The COVID-19 pandemic has made its way to the U.S. and while it has affected most facets of life, hammering the stock markets and the economy, the question remains: How will the coronavirus affect Social Security?
There’s no doubt the U.S. is reeling right now as millions across the nation stay at home, forcing businesses to lay off workers and adjust their outlooks for the future.
While Social Security may not be directly impacted through policy change or a similar course of action, it will definitely feel the ripple effects.
From lower payroll taxes collections hurting future funding to lowered cost-of-living-adjustments, here are three biggest ways the coronavirus will affect Social Security.
3 Ways Coronavirus Will Affect on Social Security
Lower Payroll Tax Collection
Social Security is funded through a 12.4% (split between employer and employee) tax on earned income up to $137,000 for 2020, but that collection relies on people staying in the workforce and earning wages.
The COVID-19 pandemic has caused many businesses to either close entirely or greatly downsize their output and lay off hundreds of thousands and potentially millions of Americans for an uncertain amount of time. With a smaller workforce comes a smaller amount of taxes collected.
In 2018, the Social Security Administration collected $885.1 billion from the payroll tax alone, and the benefits program is due to become insolvent by 2035.
While Social Security’s coffers won’t run completely dry if a funding solution isn’t found, benefits are projected to be reduced by at least 20%. It would not surprise me at all to see that 2035 deadline moved up somewhat if less taxes are collected in 2020 because of the coronavirus.
The Social Security Board of Trustees also projects 2020 will be the first year the benefits program will pay out more than it brings in as baby boomers exit the workforce to the tune of about 10,000 a day. While Social Security has $2.9 trillion in reserves, that number will decrease by around $4 billion in 2020, and that was before the pandemic hit.
While that number isn’t huge compared to the overall size of Social Security’s coffers, it will most likely go up as less taxes are collected.
Coronavirus Pandemic Could Push Down the Social Security COLA
Social Security calculates a new cost-of-living adjustment (COLA) every year, which is intended to increase monthly checks so the amounts can try to keep up with the rise of living expenses for older Americans due in part to inflation.

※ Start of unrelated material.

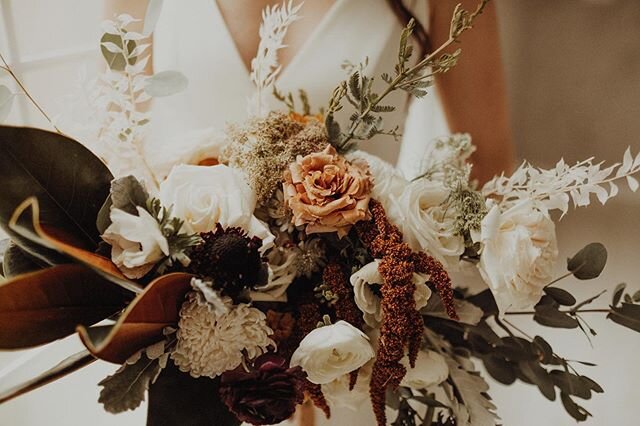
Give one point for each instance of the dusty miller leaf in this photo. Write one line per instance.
(472, 389)
(126, 388)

Here is how the yearly COLA is calculated, per MSN:
The program’s COLA is determined by comparing the average third-quarter reading (July-September) of the Consumer Price Index for Urban Wage Earners and Clerical Workers (CPI-W) in the current year to the average third-quarter reading of the CPI-W in the previous year.
If the CPI-W reading increases from one year to the next, beneficiaries receive a positive COLA that’s commensurate with the percentage increase and rounded to the nearest tenth of a percent.

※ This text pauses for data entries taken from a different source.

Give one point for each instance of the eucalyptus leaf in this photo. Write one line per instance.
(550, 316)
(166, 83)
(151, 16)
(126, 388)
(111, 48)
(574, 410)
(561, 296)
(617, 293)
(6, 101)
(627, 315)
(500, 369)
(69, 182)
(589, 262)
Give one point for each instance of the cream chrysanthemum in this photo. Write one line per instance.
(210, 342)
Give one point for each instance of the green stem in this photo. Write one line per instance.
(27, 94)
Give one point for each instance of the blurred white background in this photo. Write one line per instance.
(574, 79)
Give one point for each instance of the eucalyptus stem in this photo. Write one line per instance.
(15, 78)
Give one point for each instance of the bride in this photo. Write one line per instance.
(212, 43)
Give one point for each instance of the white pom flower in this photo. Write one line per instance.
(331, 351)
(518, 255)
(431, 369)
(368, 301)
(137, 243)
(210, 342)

Inflation has been fairly healthy when looking at costs of food, shelter or health care. But energy prices have plummeted as demand for oil has crashed amid an ongoing price war, and the fact that people aren’t traveling as much during the outbreak.

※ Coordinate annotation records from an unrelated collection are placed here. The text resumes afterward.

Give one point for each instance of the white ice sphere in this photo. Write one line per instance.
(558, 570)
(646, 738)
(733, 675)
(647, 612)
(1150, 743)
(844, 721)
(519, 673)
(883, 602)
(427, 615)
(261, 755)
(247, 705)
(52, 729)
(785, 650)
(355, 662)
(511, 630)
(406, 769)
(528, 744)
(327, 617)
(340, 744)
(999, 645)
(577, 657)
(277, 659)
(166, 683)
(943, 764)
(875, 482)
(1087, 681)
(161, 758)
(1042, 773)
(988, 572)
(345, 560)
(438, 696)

With low energy prices and a recession — which saps consumer spending — all but certain at this point, the Social Security COLA could take a big hit, or even go to zero, in 2021. The COLA was 1.6% in 2020, but it didn’t go up in 2010, 2011 or 2016.
Social Security Offices Aren’t Open for Visitors
The SSA recently announced that all Social Security offices in the U.S. are closed to in-person visits starting March 17, and it did not place an end date on these closures.
Luckily, the SSA has provided many services through its online portal, and it even has a fairly robust FAQ for inquiries about services provided while the offices are closed to visitors. You can also call your local office as employees are still on-site, or working from home themselves, but the SSA says to try doing things online before calling.
The coronavirus is clearly changing the way the U.S. does things, and Social Security is no different.
While benefits have not been changed yet because of the outbreak, the coronavirus will have an affect on Social Security in 2020 and beyond.